Archbishop's warning: "Act quickly or the house will burn down"
Catholic and Muslim leaders unite to call for urgent action in Central African Republic.
A delegation of senior Christian and Muslim leaders from the Central African Republic travelled to Europe this week to urge governments to prevent the violence engulfing their country from spiralling further out of control.
Archbishop Dieudonne Nzapalainga of Bangui – President of CAFOD partner Caritas Central African Republic – and Imam Omar Kabine Layama are asking for a UN peacekeeping force to protect civilians and help restore peace to the country.
The Archbishop said: “If we don’t act quickly the whole house will burn down. Security is our primary concern because aid agencies first need security to be able to work and address the humanitarian needs. And secondly, people won’t go back to farming their fields if they do not feel safe.”
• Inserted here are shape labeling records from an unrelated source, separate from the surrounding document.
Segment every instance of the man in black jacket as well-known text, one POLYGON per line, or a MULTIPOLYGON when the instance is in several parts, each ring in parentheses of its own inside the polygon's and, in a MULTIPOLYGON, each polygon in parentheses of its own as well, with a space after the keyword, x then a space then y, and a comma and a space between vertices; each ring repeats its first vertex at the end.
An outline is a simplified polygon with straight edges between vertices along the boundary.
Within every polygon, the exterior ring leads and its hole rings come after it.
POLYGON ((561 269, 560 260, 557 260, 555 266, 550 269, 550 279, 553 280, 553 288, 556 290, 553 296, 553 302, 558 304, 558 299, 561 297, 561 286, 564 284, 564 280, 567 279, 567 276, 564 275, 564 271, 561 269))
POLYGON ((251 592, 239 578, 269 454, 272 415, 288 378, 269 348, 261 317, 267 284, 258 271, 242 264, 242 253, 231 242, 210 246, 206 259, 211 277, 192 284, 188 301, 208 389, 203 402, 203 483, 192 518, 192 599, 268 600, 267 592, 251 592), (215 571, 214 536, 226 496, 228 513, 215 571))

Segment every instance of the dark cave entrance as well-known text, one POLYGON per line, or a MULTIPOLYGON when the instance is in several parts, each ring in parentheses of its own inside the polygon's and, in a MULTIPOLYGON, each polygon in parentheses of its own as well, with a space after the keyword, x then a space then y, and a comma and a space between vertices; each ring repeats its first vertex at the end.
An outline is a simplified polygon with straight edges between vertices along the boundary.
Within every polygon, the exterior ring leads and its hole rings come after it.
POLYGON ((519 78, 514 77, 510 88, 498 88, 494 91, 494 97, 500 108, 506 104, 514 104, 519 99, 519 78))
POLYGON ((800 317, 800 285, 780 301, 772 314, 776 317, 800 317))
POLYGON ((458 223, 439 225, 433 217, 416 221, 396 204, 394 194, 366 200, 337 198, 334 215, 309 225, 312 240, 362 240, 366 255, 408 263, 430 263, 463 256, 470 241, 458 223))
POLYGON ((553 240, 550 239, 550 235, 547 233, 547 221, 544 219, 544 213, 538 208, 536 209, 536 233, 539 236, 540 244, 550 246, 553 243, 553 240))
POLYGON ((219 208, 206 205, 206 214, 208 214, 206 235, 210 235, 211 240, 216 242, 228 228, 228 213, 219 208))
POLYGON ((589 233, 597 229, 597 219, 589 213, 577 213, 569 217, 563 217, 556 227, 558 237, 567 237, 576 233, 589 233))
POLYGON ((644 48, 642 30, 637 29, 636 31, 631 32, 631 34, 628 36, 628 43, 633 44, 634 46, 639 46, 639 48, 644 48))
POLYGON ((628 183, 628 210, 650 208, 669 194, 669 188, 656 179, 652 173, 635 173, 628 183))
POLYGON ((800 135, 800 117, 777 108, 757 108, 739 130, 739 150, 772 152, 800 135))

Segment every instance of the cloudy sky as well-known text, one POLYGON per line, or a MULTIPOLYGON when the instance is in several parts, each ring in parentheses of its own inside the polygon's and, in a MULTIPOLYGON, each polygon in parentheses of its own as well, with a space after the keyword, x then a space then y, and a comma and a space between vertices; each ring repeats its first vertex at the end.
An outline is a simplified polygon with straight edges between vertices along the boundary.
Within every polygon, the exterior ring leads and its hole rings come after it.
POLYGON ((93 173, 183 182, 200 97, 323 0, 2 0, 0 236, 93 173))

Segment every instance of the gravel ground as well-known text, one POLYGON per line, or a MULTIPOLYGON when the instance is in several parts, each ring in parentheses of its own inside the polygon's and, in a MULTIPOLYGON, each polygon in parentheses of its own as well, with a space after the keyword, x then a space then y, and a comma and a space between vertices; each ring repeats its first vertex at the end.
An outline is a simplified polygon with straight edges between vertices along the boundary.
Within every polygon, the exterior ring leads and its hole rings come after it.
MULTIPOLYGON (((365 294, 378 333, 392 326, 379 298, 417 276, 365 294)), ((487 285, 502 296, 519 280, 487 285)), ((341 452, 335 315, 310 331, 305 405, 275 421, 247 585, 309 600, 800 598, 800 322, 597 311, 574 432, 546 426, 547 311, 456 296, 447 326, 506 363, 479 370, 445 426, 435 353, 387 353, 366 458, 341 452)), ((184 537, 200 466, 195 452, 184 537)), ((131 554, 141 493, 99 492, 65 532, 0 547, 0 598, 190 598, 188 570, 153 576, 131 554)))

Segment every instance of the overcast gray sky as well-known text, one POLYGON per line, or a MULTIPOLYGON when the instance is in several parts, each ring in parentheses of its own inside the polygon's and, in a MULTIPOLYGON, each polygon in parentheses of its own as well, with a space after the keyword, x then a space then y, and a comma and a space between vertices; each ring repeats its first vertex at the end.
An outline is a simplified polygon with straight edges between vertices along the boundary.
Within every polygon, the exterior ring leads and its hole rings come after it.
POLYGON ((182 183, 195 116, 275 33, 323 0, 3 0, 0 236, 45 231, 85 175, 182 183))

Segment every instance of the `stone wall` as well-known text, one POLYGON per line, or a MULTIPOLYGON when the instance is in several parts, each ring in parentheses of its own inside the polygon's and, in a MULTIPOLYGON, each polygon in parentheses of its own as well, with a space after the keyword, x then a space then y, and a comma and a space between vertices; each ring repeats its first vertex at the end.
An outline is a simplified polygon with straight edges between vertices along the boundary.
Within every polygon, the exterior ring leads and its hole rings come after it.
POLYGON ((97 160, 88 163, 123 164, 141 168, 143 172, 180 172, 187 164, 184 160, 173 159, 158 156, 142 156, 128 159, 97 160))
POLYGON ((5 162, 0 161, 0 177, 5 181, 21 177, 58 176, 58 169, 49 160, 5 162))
In London, the Archbishop and Imam attended meetings on the humanitarian crisis at CAFOD, and met with Baroness Warsi (Minister of State for Foreign Affairs in the Foreign Office), and the Archbishop of Canterbury, Justin Welby.
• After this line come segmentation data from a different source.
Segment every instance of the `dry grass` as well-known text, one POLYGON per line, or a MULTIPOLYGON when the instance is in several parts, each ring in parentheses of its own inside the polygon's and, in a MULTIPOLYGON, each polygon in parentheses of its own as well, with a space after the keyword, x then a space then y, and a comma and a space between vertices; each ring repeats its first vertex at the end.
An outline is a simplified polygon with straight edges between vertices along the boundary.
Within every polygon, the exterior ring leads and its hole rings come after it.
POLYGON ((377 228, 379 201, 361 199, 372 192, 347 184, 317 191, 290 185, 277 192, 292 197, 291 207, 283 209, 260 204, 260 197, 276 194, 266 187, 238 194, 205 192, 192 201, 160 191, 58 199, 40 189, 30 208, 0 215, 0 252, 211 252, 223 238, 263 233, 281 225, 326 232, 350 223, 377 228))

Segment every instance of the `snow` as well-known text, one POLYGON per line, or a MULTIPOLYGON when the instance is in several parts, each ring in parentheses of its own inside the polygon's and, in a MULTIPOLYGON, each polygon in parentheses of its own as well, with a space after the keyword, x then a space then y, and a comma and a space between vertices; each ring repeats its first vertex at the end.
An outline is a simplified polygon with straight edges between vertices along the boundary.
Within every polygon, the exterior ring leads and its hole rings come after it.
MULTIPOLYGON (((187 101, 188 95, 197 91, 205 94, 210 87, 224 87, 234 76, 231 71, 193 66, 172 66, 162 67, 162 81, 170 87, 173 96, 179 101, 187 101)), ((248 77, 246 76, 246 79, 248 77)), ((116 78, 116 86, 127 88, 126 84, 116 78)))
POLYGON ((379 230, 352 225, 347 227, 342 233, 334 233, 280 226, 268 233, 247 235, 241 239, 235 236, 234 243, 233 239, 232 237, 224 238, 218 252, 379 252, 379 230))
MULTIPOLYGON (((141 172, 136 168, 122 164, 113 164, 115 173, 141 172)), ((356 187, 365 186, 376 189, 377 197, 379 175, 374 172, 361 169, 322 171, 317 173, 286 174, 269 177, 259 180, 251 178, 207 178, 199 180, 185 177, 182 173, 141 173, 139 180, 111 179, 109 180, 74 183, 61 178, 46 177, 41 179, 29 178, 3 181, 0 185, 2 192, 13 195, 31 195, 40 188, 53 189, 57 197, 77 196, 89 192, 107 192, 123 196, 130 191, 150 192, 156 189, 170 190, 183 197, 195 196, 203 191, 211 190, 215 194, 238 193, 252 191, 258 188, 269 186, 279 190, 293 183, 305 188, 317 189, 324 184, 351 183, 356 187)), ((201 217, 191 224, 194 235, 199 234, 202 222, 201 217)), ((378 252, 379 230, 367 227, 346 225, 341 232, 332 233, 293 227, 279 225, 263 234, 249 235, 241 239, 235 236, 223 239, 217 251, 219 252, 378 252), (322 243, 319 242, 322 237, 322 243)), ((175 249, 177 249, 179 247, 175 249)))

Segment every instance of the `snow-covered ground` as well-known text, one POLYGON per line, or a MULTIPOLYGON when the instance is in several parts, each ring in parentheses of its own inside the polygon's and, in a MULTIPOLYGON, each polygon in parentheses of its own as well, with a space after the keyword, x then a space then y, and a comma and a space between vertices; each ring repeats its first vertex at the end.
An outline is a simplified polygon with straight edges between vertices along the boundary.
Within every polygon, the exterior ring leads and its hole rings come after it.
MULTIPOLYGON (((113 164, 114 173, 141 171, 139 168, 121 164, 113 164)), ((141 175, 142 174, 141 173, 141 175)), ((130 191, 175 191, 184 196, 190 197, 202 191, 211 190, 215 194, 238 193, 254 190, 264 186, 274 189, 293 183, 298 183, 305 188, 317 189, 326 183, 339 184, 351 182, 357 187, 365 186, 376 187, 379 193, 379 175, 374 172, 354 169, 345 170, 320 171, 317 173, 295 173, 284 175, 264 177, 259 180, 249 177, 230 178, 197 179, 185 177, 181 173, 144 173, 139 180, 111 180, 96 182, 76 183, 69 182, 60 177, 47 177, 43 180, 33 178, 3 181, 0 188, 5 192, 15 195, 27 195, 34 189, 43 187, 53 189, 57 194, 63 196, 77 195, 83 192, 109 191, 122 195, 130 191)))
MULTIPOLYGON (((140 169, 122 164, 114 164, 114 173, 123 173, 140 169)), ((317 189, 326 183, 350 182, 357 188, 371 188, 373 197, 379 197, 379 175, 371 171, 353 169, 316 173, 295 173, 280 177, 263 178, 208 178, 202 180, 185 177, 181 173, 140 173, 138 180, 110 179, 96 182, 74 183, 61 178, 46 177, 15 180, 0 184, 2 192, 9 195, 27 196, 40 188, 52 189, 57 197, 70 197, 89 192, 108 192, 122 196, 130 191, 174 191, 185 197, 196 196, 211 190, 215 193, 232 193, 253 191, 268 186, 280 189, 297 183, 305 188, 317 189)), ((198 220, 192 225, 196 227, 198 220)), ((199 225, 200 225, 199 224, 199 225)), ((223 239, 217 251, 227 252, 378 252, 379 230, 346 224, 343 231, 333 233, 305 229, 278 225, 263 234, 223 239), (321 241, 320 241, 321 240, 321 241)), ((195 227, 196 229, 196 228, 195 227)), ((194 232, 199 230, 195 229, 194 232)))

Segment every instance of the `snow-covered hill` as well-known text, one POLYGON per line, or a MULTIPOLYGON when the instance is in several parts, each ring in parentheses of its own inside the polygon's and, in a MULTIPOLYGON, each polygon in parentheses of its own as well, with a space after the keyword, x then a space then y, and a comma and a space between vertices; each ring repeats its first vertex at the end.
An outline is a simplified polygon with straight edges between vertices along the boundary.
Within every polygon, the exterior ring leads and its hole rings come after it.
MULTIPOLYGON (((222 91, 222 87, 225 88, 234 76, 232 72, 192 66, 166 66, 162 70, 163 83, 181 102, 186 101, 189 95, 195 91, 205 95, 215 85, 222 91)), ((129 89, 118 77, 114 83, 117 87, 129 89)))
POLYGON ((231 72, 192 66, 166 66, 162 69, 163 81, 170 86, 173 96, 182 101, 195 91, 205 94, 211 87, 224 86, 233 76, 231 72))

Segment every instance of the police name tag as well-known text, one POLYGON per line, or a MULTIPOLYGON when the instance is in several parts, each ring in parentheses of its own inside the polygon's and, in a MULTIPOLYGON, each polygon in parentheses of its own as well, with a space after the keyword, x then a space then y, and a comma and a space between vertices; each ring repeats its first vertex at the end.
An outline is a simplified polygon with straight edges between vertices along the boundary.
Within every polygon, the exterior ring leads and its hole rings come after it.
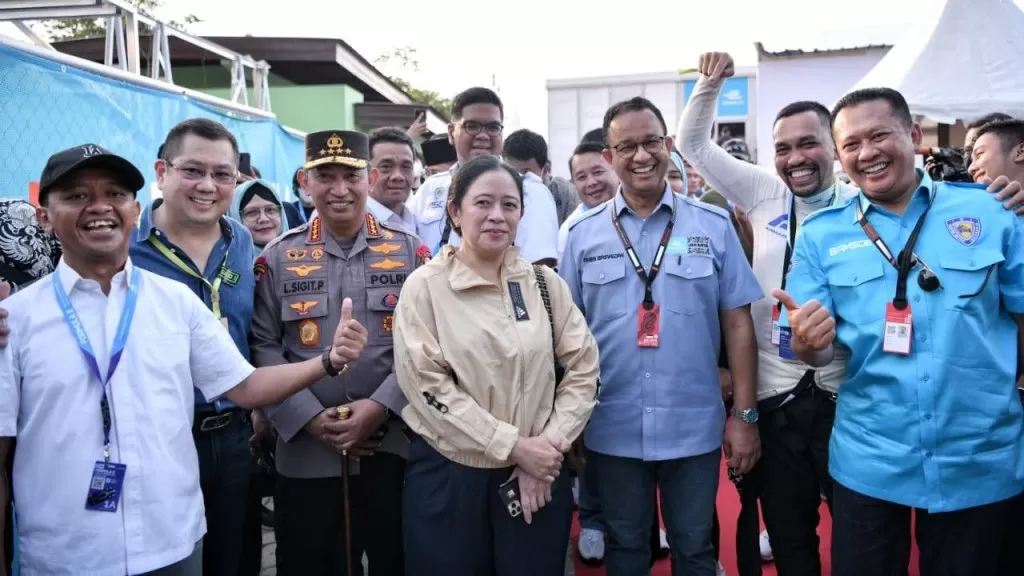
POLYGON ((96 462, 89 481, 89 495, 85 498, 85 509, 101 512, 118 511, 121 489, 125 483, 127 466, 117 462, 96 462))
POLYGON ((882 349, 889 354, 907 356, 910 354, 910 336, 913 333, 910 304, 898 310, 892 302, 886 304, 886 332, 882 349))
They described the escalating humanitarian crisis, with 2.2 million people in need of aid but hospitals short of medical supplies, and families fleeting into the bush without food, water or medicine. 100,000 people are sheltering in appalling conditions in the airport of capital Bangui, with thousands more fleeing into neighbouring countries. Churches and Mosques throughout Central African Republic are also providing vital refuge for displaced people.
Archbishop Nzapalainga and Imam Kabine Layama have been travelling around the Central African Republic as part of an inter-faith initiative to promote peace and reconciliation. They insist the causes of the conflict are not religious but the media has used this as a ‘shortcut’ to explaining a complex situation.
The Archbishop said:
“Never before had Muslims and Christians thought that there were problems between them. Even today there are lots of Christians and Muslims that are not involved in the violence and in some places the two communities continue to live together. There are examples of Christians protecting Muslims and Muslims protecting churches. When I speak to ordinary people you don’t hear voices of hatred, only voices of fear who are desperately asking for peace.”
Archbishop Nzapalainga concluded: “I am a Shepherd looking after my flock. I cannot keep quiet as Central Africans of whatever faith are still abused, hurt and killed.”